The converse follows directly from Theorem 9.17 since \(\lcm(m,n) = mn\) if and only if \(\gcd(m,n)=1\text{.}\)

Let \(n_1, \ldots, n_k\) be positive integers. Then

\begin{equation*} \prod_{i=1}^k {\mathbb Z}_{n_i} \cong {\mathbb Z}_{n_1 \cdots n_k} \end{equation*}if and only if \(\gcd( n_i, n_j) =1\) for \(i \neq j\text{.}\)

If

\begin{equation*} m = p_1^{e_1} \cdots p_k^{e_k}, \end{equation*}where the \(p_i\)s are distinct primes, then

\begin{equation*} {\mathbb Z}_m \cong {\mathbb Z}_{p_1^{e_1}} \times \cdots \times {\mathbb Z}_{p_k^{e_k}}. \end{equation*}Since the greatest common divisor of \(p_i^{e_i}\) and \(p_j^{e_j}\) is 1 for \(i \neq j\text{,}\) the proof follows from Corollary 9.22.
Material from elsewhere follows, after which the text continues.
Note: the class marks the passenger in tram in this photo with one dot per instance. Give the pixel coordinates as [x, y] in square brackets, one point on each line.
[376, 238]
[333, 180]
In Chapter 13, we will prove that all finite abelian groups are isomorphic to direct products of the form

\begin{equation*} {\mathbb Z}_{p_1^{e_1}} \times \cdots \times {\mathbb Z}_{p_k^{e_k}} \end{equation*}where \(p_1, \ldots, p_k\) are (not necessarily distinct) primes.

The external direct product of two groups builds a large group out of two smaller groups. We would like to be able to reverse this process and conveniently break down a group into its direct product components; that is, we would like to be able to say when a group is isomorphic to the direct product of two of its subgroups.

Let \(G\) be a group with subgroups \(H\) and \(K\) satisfying the following conditions.

\(G = HK = \{ hk : h \in H, k \in K \}\text{;}\)

\(H \cap K = \{ e \}\text{;}\)

\(hk = kh\) for all \(k \in K\) and \(h \in H\text{.}\)

Then \(G\) is the **internal direct product** of \(H\) and \(K\text{.}\)

The group \(U(8)\) is the internal direct product of

\begin{equation*} H = \{1, 3 \} \quad \text{and} \quad K = \{1, 5 \}. \end{equation*}The dihedral group \(D_6\) is an internal direct product of its two subgroups

\begin{equation*} H = \{\identity, r^3 \} \quad \text{and} \quad K = \{\identity, r^2, r^4, s, r^2s, r^4 s \}. \end{equation*}It can easily be shown that \(K \cong S_3\text{;}\) consequently, \(D_6 \cong {\mathbb Z}_2 \times S_3\text{.}\)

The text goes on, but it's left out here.